By JANIE SOUTHARD
jsouthard@dailystandard.com
ST. HENRY — It would have been her 32nd trip to Haiti,
but Linda Thieman had to cancel the trip scheduled for next
Wednesday due to the rebel uprising that seems intent upon ousting
President Jean-Bertrand Aristide.
Thieman, a long-time St. Henry resident, school bus driver and
religion teacher, said e-mails she’s received this week
from friends in Haiti indicate the situation will “probably
get worse before it can get better.”
Haitian friend Yvette Papillion e-mailed Thieman last Sunday
saying things have never been worse, but also expressing trust
that God will take care of everything including the hunger.
Papillion wrote: “We are so thankful for the rain last
week. The grass has greened, and now the people can at least
eat grass.”
Thieman gently shook her head as she related her friend’s
words to The Daily Standard last week at the St. Henry Catechetical
Center.
“It touches your heart, doesn’t it,” she said,
explaining people in the north are dependent on supplies coming
to them from the south, which is not happening since the fighting
began.
The Haitian people and their plight have touched Thieman’s
heart since her first trip in 1988 when she joined a group formed
by Br. Nick Renner to explore a Third World country.

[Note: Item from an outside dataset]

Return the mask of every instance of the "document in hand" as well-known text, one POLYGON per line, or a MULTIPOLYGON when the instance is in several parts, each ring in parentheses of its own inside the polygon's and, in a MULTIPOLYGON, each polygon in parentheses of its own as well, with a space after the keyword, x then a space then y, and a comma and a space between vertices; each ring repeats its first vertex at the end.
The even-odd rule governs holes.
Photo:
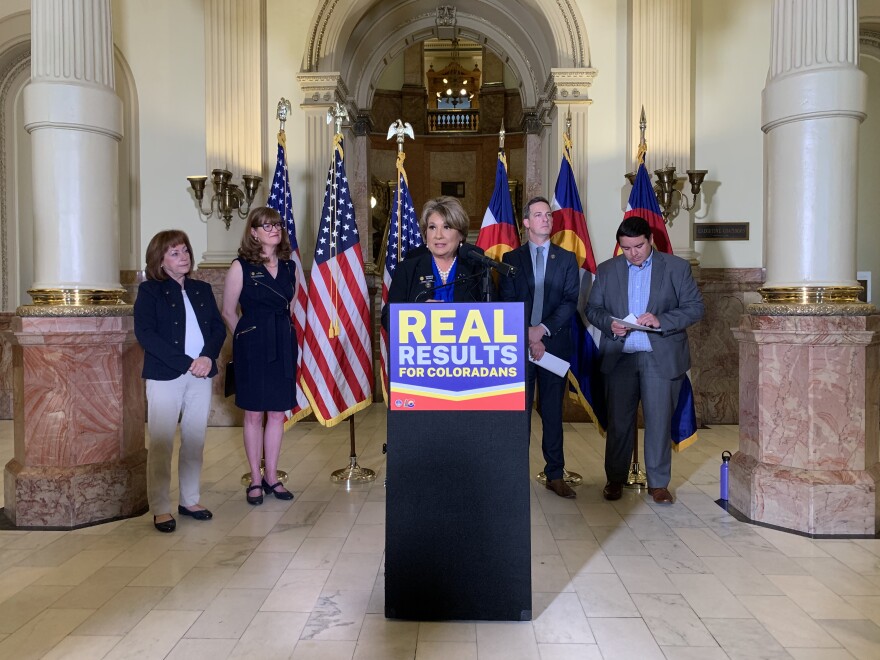
POLYGON ((632 314, 627 314, 625 319, 619 319, 616 316, 611 317, 612 321, 617 321, 624 328, 629 328, 630 330, 644 330, 645 332, 660 332, 660 328, 649 328, 646 325, 639 325, 636 323, 636 317, 632 314))
POLYGON ((544 352, 544 355, 541 356, 540 360, 535 360, 529 355, 529 362, 537 364, 539 367, 543 367, 547 371, 552 371, 554 374, 561 376, 562 378, 565 378, 565 374, 568 373, 568 368, 571 366, 562 358, 556 357, 552 353, 547 353, 546 351, 544 352))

“There was such culture shock I still can hardly find
words to describe it. There was garbage everywhere, sickness
and death, and such terrible poverty. But I learned to look
past all that and I saw how beautiful these people are,”
Thieman said.
She also was moved by the spirit of the people whose philosophy
is that although today is bad, tomorrow may be better.
Her third trip included 19 high school students mostly from
St. Henry. Although she doesn’t advertise or go through
any agency, her frequent trips to Haiti, a country about the
size of New Jersey, are popular through word of mouth only.

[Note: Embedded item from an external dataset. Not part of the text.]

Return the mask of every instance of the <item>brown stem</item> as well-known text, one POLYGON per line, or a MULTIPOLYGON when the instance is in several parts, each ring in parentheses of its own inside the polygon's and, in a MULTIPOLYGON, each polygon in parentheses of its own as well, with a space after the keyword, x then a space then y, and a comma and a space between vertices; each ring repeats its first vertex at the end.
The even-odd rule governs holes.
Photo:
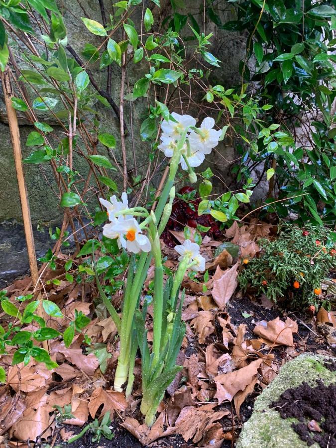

Those students, as well as nearly all who’ve followed
over the years, were repulsed at first by the terrible living
conditions of the people. But, like Thieman, the students soon
learned to look beyond the poverty.
Thieman’s trips are not vacations by any means. She and
her groups work in the St. Joseph Home for Boys and at a couple
hospitals, one for babies and the other for terminal patients.

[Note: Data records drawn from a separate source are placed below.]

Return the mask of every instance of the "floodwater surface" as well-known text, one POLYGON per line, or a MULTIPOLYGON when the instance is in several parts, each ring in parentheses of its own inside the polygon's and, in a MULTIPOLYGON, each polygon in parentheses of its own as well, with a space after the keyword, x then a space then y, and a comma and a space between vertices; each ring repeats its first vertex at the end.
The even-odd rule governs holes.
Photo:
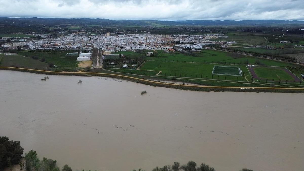
POLYGON ((193 160, 217 171, 304 168, 303 94, 46 76, 0 70, 0 136, 60 167, 149 171, 193 160))

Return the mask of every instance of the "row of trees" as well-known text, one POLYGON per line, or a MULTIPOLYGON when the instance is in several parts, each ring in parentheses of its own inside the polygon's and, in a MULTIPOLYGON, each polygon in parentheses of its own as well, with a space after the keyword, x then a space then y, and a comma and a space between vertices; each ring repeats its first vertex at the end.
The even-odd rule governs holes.
MULTIPOLYGON (((197 167, 196 163, 193 161, 189 161, 187 164, 181 166, 180 165, 179 162, 174 162, 172 166, 166 165, 162 167, 157 167, 153 169, 152 171, 179 171, 181 170, 185 171, 215 171, 215 169, 214 168, 210 167, 204 163, 202 163, 201 165, 197 167)), ((132 171, 136 171, 133 170, 132 171)), ((143 170, 140 169, 138 169, 138 171, 143 170)), ((240 171, 253 170, 245 168, 242 169, 240 171)))
MULTIPOLYGON (((24 158, 26 171, 60 171, 56 165, 57 161, 43 157, 42 160, 38 158, 36 151, 33 150, 26 154, 24 158)), ((67 165, 63 166, 62 171, 72 171, 72 168, 67 165)))
POLYGON ((19 163, 23 154, 20 142, 9 141, 6 137, 0 137, 0 170, 19 163))
MULTIPOLYGON (((72 168, 67 165, 64 165, 60 169, 57 166, 57 161, 55 160, 46 157, 40 159, 37 152, 33 150, 25 154, 24 159, 26 165, 23 166, 20 163, 21 155, 23 154, 23 148, 20 146, 19 141, 10 141, 7 137, 0 137, 0 170, 20 163, 20 170, 25 169, 26 171, 72 171, 72 168)), ((215 171, 214 168, 203 163, 197 167, 196 163, 193 161, 190 161, 186 164, 182 165, 181 165, 179 162, 174 162, 172 166, 157 167, 152 171, 179 171, 181 170, 185 171, 215 171)), ((138 170, 143 171, 141 169, 138 170)), ((240 171, 253 171, 243 169, 240 171)))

“Our hardest days are with the babies and children. Often
you’ll look into the bed and think you’re seeing
a preemie, but then you see the child is actually a toddler
with a full set of teeth. But they’re undernourished and
sick so they don’t develop as they should.
“Then the next day you go back to the bed of a little
one you’ve cared for the day before and you find an empty
bed. The child has died,” Thieman said, adding the medical
supplies available in the babies’ hospital would barely
fill two shelves on a home bookshelf.
The purpose of Thieman’s trips is to help wherever needed,
even if it’s helping terminal patients with hair cuts,
shaving or just talking with them. Many of the adults in the
hospitals are dying with tuberculosis or AIDS.
“Often all we can do is to let them know someone cares,”
Thieman said.
A second orphanage opened recently because someone in Coldwater
cares. Thieman related the story ...
“A lady in Coldwater, who had visited Haiti with me several
times, sold her farm and gave me the money for Haiti. She told
me she didn’t know how it might be used, but that I would
know when the right thing came along,” she said.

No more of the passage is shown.